Viele Studierende, die aus einem nicht-akademischen Umfeld kommen, haben das Gefühl, nicht so richtig dazuzugehören. Manche Dinge fallen ihnen dann schwerer als anderen. Zum Beispiel trauen sich manche zunächst nicht, zu Professorinnen und Professoren in die Sprechstunde zu gehen. Sie wissen nicht genau, wie sie mit ihnen reden sollen. Andere Studierende haben beispielsweise einen Professor für Biologie als Vater zu Hause am Frühstückstisch sitzen. Dann ist man natürlich im Studium auch nicht so beeindruckt von Dozentinnen und Dozenten. Sie waren für mich früher so etwas wie „höhere Wesen“. Gleichzeitig rückt man aber auch von seinem alten Umfeld ab, weil man sich ja doch langsam in der akademischen Welt einlebt, was zu Konflikten führen kann.

Welche Erfahrungen machen die Studierenden zu Hause?

Zu Hause können die Angehörigen und Freunde nicht immer etwas mit einem Studium anfangen.
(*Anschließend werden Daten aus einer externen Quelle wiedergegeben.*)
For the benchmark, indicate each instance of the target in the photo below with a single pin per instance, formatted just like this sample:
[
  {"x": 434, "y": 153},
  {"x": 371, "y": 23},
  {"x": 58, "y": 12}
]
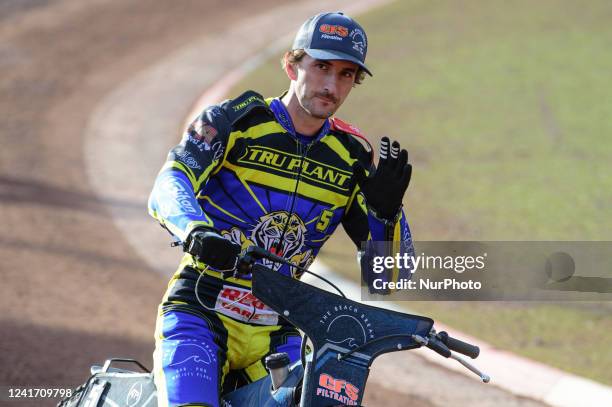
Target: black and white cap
[{"x": 328, "y": 36}]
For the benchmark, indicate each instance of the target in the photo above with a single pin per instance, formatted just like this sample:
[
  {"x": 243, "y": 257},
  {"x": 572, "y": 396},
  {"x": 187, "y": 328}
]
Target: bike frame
[{"x": 347, "y": 336}]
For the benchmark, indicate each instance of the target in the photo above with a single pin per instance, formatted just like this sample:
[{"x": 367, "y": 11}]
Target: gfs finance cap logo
[{"x": 330, "y": 29}]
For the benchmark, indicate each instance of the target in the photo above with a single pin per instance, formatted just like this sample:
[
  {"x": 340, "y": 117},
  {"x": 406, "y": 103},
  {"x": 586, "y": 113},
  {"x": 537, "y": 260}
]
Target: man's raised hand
[{"x": 384, "y": 188}]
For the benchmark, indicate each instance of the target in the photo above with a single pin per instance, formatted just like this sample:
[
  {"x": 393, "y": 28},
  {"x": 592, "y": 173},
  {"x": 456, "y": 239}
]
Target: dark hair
[{"x": 295, "y": 56}]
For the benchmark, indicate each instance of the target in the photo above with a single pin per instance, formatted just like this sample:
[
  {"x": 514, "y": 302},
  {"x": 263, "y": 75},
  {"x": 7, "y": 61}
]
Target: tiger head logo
[{"x": 269, "y": 231}]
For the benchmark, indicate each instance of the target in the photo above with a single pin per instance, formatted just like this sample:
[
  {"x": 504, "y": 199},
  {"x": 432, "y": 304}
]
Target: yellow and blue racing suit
[{"x": 241, "y": 169}]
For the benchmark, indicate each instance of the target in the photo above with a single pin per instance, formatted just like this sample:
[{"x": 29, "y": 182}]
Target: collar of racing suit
[{"x": 283, "y": 117}]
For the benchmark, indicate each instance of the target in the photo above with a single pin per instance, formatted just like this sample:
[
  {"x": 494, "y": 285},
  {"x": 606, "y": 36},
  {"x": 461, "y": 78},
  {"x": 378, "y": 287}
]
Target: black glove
[
  {"x": 211, "y": 248},
  {"x": 384, "y": 188}
]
Da muss man sich oft Sprüche anhören wie „Geh’ mal lieber Geld verdienen“ und „Lieg’ uns nicht auf der Tasche“. „Du denkst doch, du bist was Besseres“, wurde mir damals vorgeworfen. Das fand ich sehr unfair, denn ich konnte ja im Prinzip nichts für meine Fähigkeiten und Interessen, die immer im geisteswissenschaftlichen Bereich waren, wodurch ein Studium recht nahe lag. Um es dann trotzdem an die Uni zu schaffen, muss man sich manchmal trauen, sich gegen die eigenen Eltern zu stellen. Mir ist wichtig, dass man das machen kann, worin man begabt ist. Und wenn das nicht an der Universität ist, ist das auch gut. Wir sagen also nicht, dass jeder studieren sollte, sondern dass jeder das finden sollte, was er gerne machen möchte.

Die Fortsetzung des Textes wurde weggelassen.